4) How do you feel about the White Tower? Who are you supporting- Elaida or Egwene?
a) You cannot trust Aes Sedai. I just hope they'll get distracted enough with their little catfight to ignore my Asha'men's growing numbers and strength. It wouldn't do for them to band together to try to wipe us out, obviously. As for who I support- well, Elaida stuffed me in a trunk and tortured me until we got to Dumai's Wells, so I don't think I like her very much. Not to mention that she's Red Ajah and I'm the most powerful male channeler since Lews Therin... now Egwene used to be my childhood sweetheart, but we broke up a while ago, and I can't trust her either.

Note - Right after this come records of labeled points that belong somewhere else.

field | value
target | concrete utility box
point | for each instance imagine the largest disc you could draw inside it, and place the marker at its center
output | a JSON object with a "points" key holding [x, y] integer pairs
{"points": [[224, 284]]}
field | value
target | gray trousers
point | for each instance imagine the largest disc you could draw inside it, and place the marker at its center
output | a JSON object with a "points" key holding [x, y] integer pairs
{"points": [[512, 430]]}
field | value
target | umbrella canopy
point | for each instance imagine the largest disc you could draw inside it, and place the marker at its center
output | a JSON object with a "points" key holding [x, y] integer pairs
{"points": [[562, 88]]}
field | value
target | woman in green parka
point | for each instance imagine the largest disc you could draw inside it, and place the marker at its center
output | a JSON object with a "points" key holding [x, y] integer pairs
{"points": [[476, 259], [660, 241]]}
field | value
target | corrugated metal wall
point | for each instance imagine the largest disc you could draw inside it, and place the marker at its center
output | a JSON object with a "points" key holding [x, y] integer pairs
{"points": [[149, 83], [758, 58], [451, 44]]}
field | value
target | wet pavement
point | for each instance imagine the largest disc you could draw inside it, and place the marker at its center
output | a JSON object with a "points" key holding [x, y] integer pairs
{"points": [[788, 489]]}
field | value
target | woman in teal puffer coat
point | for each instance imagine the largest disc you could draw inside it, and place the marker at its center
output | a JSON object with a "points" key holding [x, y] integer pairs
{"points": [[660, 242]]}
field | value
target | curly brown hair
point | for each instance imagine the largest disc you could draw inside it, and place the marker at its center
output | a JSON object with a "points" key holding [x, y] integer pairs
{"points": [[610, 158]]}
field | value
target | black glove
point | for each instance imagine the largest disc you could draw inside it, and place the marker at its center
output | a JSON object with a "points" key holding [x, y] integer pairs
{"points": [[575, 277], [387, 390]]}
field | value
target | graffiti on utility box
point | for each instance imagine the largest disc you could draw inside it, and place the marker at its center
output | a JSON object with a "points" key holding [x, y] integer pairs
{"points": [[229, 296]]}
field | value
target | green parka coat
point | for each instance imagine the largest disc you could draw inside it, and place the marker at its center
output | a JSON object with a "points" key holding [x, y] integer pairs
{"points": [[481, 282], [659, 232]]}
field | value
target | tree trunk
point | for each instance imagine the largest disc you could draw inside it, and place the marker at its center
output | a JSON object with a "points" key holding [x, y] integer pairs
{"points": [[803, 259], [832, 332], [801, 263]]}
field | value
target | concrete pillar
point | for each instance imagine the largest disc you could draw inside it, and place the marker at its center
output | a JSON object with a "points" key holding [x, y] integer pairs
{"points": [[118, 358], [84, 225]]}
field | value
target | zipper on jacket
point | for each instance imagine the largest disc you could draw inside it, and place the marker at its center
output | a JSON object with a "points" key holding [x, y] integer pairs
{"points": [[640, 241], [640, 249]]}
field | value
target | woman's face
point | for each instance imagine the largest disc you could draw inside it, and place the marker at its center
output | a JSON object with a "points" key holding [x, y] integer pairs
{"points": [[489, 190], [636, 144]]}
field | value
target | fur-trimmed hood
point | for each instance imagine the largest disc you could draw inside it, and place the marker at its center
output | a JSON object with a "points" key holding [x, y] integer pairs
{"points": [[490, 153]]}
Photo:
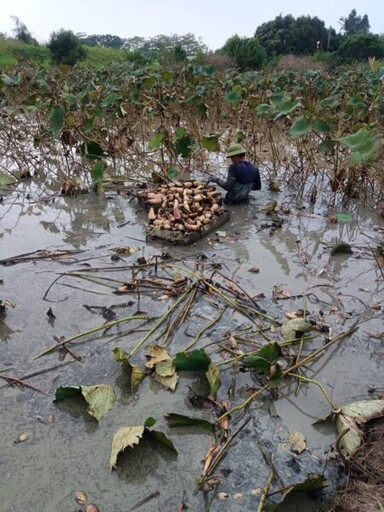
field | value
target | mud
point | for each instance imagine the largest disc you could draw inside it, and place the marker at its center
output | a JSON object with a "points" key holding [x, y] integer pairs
{"points": [[72, 452]]}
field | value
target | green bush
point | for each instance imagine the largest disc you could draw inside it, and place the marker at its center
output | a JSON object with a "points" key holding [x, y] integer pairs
{"points": [[12, 52], [66, 48]]}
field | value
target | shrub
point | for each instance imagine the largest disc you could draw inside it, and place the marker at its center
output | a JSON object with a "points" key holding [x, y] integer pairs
{"points": [[66, 48]]}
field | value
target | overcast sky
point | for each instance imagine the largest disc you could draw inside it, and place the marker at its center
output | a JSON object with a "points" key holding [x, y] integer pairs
{"points": [[212, 20]]}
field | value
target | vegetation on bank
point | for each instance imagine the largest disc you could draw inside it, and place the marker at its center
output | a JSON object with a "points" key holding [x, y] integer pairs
{"points": [[304, 36]]}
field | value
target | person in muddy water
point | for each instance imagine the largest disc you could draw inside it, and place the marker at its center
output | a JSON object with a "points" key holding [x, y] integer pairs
{"points": [[242, 177]]}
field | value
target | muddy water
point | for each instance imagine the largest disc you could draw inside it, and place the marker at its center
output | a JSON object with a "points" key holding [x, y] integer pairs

She doesn't love me anymore! *sniffs dramatically* So I'm just going to stay out of it.

5) Do you know who the father of Elayne's child is?
a) *looks suspiciously around the audience* I cannot tell you, as I may incriminate myself... *OOOOOOHs from the audience*

6) Do you think you'll eventually go mad?
a) Hold on, let me ask the disembodied voice in my head. He's a 3000-year-old dead madman who often gives me advice on relationships, along with telling me to break the seals on the Dark One's prison and kill all the Asha'man...

7) Why do you feel a need to take over the world?
a) The Prophecies tell me so. Isn't that enough?

8) Is it all, cosmically speaking, worth it?
a) Well, the benefits are actually pretty good (3 girls and funky tattoos!) but I'd say that going mad, rotting away, facing the Dark One, being forced to hang out with Aes Sedai, and various unsightly scars are kinda the downsides.

9) Where'd you get those cool tattoos?
a) *he looks out and sees some threatening-looking Wise Ones* Uhhh... *they draw their fingers across their throats in the universal Maiden Handtalk sign for "I'm going to slit your throat if you step one toe out of line."* Uhhh... Rudy Ian's Tattoo Parlor. It's out in the middle of the Waste, a big city in the clouds. You can't miss it.

10) Are you still in touch with Mat and Perrin?
a) Occasionally. Perrin is having a nice, happy, quiet marriage with his wife Faile down in the Two Rivers, and as a result he's become incredibly boring. Especially now that I hear rumors renegade Aiel have kidnapped his wife, and he's starting to casually chop off the arms of innocent people. *yawns* He always was the most wholesome and honorable of the trio. Now Mat... Mat's having troubles with his financee. Apparently she's a small-boned, skinny, snooty noble who just might be able to channel. Let's send Mat a sympathetic "Awwwwww..." now, shall we? *the audience obliges, athough it looks like Thom, Elayne, Nyneave, Julian, and about half the female population of Ebou Dar are sniggering their socks off.*

11) How did you have time for all that plastic surgery? You look different on every cover.
a) You're going to have to take that up with Darrel K. Sweet... he's my personal plastic surgeon.

12) Why can't you kill a woman, even if your life and other women's depended on it?
a) *sits up straight* WHO TOLD YOU THAT!?! I'LL BALEFIRE THEM! NONE OF YOU MUST KNOW MY WEAKNESS! NO ONE! *balefires the entire audience*

*awkward silence*

*looks out uneasily over the empty seats* Uhhh... well, I guess that's the end of our interview... *a bunch of Asha'man come from backstage, sheild the gibbering Rand, and drag him off to the Funny Farm. (Also known as the Black Tower.)*

(Ok, yeah, it's technically innacurate in some places. But you gotta give me credit for trying.)